Second, the rules can change. The rules are updated periodically, and while the changes tend to be sensible, they may not be in line with your wishes. For example, the intestacy rules used to divide a person’s assets between a surviving spouse and their surviving parents in some circumstances, and now the spouse would receive everything in the same situation. This may be in line with what you would want, but then again it may not.

Third, the intestacy rules do not adequately deal with children and young adults. The rules assume that a child is mature enough to receive their inheritance in full at age 18, regardless of their actual level of maturity.

Fourth, the rules have no capacity to protect particular assets for future generations. Many people feel strongly about wanting to pass on a legacy to their children and grandchildren, and want to take steps to ensure their assets will eventually reach the intended beneficiaries. There are many ways of doing this within a Will, but which are not a feature of the intestacy rules.

Fifth, the rules are open ended in that they do not specify particular individuals who can benefit, but rather classes of individuals. For example, the rules might list “surviving children” which will include children of all ages, including those from previous relationships or those who have become estranged, but will not include step-children, even if they have been treated in practice as a child of the person who has died. Again, for some people this may be fine, but for many others, complicated family arrangements mean that the rules might not benefit the people you want.

Myth 4: “You can leave instructions in a Will about what should happen if you are incapacitated”
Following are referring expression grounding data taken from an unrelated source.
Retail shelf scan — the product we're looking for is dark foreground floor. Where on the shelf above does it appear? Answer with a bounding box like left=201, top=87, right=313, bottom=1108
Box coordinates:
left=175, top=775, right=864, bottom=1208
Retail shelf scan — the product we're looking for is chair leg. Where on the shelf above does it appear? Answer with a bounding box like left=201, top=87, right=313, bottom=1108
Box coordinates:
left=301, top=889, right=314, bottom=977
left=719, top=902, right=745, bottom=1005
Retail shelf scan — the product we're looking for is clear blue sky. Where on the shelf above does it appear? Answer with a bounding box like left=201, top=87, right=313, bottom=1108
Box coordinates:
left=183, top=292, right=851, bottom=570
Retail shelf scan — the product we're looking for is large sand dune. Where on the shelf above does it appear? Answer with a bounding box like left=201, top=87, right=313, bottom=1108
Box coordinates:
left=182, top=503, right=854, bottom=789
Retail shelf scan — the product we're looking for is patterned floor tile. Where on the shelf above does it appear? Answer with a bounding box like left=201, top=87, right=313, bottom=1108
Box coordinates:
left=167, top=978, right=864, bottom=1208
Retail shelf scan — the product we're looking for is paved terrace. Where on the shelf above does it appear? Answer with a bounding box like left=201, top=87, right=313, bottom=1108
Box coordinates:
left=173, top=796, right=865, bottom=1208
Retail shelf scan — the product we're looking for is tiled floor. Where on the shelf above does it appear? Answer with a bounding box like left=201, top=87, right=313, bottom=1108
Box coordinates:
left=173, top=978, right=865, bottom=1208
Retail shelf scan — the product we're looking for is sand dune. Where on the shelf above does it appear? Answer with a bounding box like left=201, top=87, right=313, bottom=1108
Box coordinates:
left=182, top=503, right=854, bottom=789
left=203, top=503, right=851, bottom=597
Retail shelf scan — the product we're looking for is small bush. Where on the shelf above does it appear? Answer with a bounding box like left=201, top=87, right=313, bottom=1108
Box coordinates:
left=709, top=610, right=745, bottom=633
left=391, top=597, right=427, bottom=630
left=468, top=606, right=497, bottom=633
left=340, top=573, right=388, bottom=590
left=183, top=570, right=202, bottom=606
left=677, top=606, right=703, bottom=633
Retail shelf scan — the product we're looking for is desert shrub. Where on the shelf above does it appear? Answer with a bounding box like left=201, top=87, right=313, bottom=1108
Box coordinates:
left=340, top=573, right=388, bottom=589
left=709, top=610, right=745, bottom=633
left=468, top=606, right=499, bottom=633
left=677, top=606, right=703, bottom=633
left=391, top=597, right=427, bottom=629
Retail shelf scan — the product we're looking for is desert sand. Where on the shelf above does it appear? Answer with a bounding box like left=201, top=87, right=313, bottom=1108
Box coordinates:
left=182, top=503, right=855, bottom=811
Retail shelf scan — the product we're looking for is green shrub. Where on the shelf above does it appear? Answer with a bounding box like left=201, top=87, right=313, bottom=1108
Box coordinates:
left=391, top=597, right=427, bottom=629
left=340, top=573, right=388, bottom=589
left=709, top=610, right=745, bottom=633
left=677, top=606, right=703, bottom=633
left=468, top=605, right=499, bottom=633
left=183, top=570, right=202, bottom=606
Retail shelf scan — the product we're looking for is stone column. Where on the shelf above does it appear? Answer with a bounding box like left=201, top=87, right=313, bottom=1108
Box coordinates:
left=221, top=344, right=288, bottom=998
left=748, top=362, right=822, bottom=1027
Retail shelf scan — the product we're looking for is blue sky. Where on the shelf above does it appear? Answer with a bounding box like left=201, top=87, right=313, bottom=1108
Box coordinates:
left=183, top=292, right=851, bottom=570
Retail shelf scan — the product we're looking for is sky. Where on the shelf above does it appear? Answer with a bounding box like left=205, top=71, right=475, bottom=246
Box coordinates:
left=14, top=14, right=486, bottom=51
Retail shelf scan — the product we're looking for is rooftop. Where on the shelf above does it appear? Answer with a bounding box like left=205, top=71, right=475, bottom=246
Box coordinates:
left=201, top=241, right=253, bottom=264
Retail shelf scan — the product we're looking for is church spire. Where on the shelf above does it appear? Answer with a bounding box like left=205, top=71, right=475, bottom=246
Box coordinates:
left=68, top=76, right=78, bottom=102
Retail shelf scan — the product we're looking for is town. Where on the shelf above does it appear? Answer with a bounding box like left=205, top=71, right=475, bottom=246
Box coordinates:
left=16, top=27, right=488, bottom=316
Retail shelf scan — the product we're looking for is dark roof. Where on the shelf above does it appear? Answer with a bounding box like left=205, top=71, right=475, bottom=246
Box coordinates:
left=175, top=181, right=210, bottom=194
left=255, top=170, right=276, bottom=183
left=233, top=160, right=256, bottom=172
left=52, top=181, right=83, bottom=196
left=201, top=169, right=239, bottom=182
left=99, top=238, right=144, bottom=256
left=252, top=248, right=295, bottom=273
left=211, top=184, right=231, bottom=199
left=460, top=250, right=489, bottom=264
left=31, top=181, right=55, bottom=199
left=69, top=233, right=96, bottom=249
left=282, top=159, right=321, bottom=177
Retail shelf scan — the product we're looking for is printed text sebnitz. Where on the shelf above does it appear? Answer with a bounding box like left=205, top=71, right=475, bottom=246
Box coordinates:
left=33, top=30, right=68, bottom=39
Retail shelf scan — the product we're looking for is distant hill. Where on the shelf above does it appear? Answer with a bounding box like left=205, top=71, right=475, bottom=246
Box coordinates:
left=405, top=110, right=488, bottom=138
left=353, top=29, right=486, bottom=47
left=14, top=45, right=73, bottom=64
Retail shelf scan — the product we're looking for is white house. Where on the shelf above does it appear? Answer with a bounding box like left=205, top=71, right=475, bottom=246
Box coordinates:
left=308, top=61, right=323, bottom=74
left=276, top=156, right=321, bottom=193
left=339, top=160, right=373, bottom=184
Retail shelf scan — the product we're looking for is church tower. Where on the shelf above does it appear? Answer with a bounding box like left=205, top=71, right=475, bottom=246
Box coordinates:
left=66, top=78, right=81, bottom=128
It is important for people to understand that a Will only comes into force when someone dies. A Will cannot dictate what should happen during somebody’s lifetime. There are variety of other documents intended to deal with lifetime arrangements, such as Lasting Powers of Attorney, Advance Directives, and lifetime gifts.  Lasting Powers of Attorney (LPAs) can appoint a person (or more than one) to deal with your affairs (either your financial affairs or you health and welfare) during your lifetime if you no longer have mental capacity. LPAs are very useful, and I would urge people to consider putting them in place at the same time as a Will, but they are entirely separate documents.

Myth 5: “You can use a Will to force people to behave in a certain way after your death”

The question of what a Will can and cannot enforce is a complicated one. A Will does several things very well: dictating who gets what asset, the age at which they get the asset, and the circumstances under which they become entitled to an asset. A Will is less effective at controlling people’s behaviour, however.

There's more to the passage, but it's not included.